そんな時に、「わたくし生まれも育ちも葛飾柴又」とか本当のことを言っちゃうと、ろくなことがないのは分かってるんですから。
ほぼ間違いなく妙なトラブルに巻き込まれたり、かわいいマドンナを放っておけなくなって首を突っ込んじゃうわけです。もう何回もそうなんですから。
初詣に来ました(嘘) |
あと、私がちょっと特殊かもしれないなと思うのは、旅先で床屋さんに行ったりするんですよね。一見さんで。ふらっと。
別の記事でも書いてるようにスーパーマーケットとか床屋さんとか、旅先の日常感のあるところへ行きたくなるのです。
そういう場所へ行くと、その土地の素の姿が見える気がするんですよね。旅行者向けの顔ではなく、そこで生きている街の姿の方が見たいんです。
他にも理由はあって。行きあたりばったりに動いているので、待ち時間が不意にできちゃうことがあるのです。
例えば車移動だと着替えをわざわざ準備するより、これから洗濯する服をカゴごと積んでおいて、旅先で適当なコインランドリーへGO! みたいなことをします。
洗濯中の時間は食事したりして上手に過ごすようにしていますが、冬場なんか乾燥時間も長くなってなんだかんだで待ち時間ができちゃうとか。
公共交通機関を使ってると本数の少ない駅やバス亭というのもあるわけで、次の電車やバスが来るまでの待ち時間が結構ある、なんてことも起こります。
他にも、目的のお店がたまたま休業日だったとかそんな具合で、旅なんてそんなにトントン拍子でもなくてね。
効率よく行動なんてまっぴらごめんという性格でもありまして、こんなふうに時間つぶしが必要になるのです。
そうすると、床屋さんって混んでなければですが、髪を切る程度なら小一時間で終わるじゃないですか。結構いい時間つぶしなんですよ。
偽りのストーリー
ただ、こっちとしてはちょっと時間をつぶしたいだけ、当たり障りなく過ごしたいだけ、マッサージとかで疲れを取りたいだけだとしても、やっぱり向こうさんはお仕事ですから。
程度の差はあれ、接客として話しかけてくる。それに対してムスッと過ごすこともできないわけです。
そういった時はこう言おうというストーリーが、ある程度は頭の中で準備してあります。
基本形は、『今日初めて出張で来た明日帰るリーマン』という設定です。
もちろんスーツにネクタイなんかしてるわけもなく、リーマンっぽいとすれば若干疲れてる感じと背中の哀愁だけ、という見てくれの私がそう言うと、ほぼほぼ「そうなんですか」と相槌を打たれるんです。
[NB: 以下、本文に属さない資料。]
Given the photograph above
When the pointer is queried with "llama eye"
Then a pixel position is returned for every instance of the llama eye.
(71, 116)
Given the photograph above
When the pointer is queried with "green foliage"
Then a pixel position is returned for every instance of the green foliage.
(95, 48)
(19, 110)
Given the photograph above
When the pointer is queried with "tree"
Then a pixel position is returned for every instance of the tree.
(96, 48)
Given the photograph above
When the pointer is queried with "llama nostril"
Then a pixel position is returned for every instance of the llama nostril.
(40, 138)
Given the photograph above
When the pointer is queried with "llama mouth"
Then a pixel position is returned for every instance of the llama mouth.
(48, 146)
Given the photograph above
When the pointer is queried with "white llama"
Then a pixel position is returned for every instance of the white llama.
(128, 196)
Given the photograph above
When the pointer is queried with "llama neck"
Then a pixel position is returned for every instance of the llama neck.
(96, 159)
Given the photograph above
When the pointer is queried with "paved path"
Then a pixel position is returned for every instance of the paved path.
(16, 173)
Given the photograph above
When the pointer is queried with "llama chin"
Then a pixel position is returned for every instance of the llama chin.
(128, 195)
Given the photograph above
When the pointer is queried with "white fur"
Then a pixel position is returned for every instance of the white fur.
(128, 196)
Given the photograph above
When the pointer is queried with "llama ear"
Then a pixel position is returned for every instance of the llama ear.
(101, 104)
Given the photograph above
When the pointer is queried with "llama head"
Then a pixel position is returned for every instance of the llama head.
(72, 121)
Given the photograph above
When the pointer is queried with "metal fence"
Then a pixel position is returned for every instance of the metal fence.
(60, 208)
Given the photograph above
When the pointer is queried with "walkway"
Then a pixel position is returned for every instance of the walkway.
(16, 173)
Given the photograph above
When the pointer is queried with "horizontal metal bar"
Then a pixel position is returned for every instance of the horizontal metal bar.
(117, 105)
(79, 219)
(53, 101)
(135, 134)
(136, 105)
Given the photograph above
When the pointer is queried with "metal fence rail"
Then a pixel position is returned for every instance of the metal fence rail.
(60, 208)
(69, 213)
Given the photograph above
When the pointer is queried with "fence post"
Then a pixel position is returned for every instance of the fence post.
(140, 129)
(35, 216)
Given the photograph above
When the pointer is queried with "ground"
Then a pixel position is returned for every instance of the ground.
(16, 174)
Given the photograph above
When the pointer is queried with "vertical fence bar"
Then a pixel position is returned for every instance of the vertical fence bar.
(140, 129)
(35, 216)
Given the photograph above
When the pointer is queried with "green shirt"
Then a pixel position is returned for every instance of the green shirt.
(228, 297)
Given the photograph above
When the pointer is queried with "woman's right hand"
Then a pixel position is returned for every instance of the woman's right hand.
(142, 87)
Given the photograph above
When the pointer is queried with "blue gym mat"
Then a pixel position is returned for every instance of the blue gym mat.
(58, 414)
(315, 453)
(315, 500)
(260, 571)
ここで相手に考える暇を与えたら負けますから。相手は曲がりなりにも接客業。スキを見せてはいけません。
そこで、間髪入れずにこう言うのです。
滞在時間は短いんだけど、
A:今夜、ふらっと立ち寄れる居酒屋あるいは飯屋を知らないか
B:明日の午前中に見て回れるおすすめの観光地はないか
C:会社に買って帰るお土産とか名産品を知らないか
これです。この3パターンを使い分けるのです。
そうすると相手もまず、こっちが投げかけた質問に答えようとしてくれます。
こっちの問いかけを無視して、ここんところのサンマの水揚げ量がとか、ふたつ隣りのゲン爺さんがいよいよだよとか言い出したら、それはもう投了するしかありません。
先ほどの3パターンのいずれにしても、地元の人なら回答しやすいものですし、その後の会話を続けやすいものばかりです。
それはどこに行けばいいのか、なんて名前か、値段はどうかなど、こっちから質問できることがいくつもありますから、そういったものを駆使して若干話がはずんだ感を出すわけです。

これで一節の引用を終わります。